Thiruvananthapuram: Government Central High School, Attakkulangara, was the only government school in the capital to teach Kathakali in the seventies. In 2016, it still is. But it is hard to imagine that a school student, in the age of 'Pokemon Go', would be interested in this traditional art form.
"I like Kathakali because I like its stories," says Sreejith J., in class VI. Their master Nelliyode Vasudevan has told them many. However, the story that three out of the four students from Kathakali's first batch like is that of Don Quixote. (Recently Nelliyode had played the protagonist when the Spanish classic was adapted into Kathakali, and it was performed in Spain.)
There was just Arjun Gopal in class VI who said that he likes Nalacharitham. "I like stories. I read. Recently, I read Basheer’s Mantrikapoocha. In my previous school, I didn't know where the library was,” he says.
You might wonder why there were only four participants. The batch initially had 20 students. However, many dropped out, according to Asha Gopinath, who coordinates the Kathakali programme at the school.
That this is not easy could have been a reason. The 'navarasams', one of the basics, demand a lot of practice. Yadukrishnan M R in class VI says, "I am not comfortable showing 'hasyam'."
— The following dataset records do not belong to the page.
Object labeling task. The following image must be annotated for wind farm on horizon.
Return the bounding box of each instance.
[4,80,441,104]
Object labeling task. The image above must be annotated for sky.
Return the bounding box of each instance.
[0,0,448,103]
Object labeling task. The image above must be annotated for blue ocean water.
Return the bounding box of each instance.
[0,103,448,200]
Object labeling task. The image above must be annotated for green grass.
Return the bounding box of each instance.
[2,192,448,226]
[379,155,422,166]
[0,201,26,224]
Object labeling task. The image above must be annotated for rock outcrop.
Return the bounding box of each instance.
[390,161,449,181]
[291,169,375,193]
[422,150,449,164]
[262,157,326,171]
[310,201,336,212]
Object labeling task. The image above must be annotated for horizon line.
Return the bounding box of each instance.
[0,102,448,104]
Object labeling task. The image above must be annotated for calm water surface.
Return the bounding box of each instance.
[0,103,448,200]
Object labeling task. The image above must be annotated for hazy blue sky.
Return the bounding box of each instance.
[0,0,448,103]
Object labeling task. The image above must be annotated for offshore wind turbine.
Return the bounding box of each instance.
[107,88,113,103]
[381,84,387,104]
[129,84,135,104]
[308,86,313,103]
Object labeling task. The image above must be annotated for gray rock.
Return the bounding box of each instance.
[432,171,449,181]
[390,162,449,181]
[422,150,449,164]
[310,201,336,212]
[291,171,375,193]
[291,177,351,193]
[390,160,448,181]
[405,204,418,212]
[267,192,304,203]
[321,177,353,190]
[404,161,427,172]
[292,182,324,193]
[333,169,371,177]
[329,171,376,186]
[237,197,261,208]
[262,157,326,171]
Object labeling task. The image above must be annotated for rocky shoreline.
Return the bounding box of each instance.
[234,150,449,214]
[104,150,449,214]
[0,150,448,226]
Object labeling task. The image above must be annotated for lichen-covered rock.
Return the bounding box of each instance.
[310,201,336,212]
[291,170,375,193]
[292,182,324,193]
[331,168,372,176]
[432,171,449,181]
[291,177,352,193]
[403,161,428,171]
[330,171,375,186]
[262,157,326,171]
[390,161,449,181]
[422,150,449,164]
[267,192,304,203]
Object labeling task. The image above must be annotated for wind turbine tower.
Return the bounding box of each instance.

The ones who stayed back are aware of the gigantic stature of their teacher. "I like the classes as he treats us with a lot of love. He never hurts us," says Abhijith J. "We are all amazed that he is over 70 years, and still so energetic," says Mr Sreejith.
A function was held at the school on Wednesday to felicitate the teacher and the students who had completed a year's training. Margi Vijayakumar was the chief guest. He said that the point of such a programme was not to turn everyone into a performer.
At least, everyone will be able to understand Kathakali through such programmes, he said. The children have already become fans. "I watch Kathakali on TV at night," says Mr Sreejith.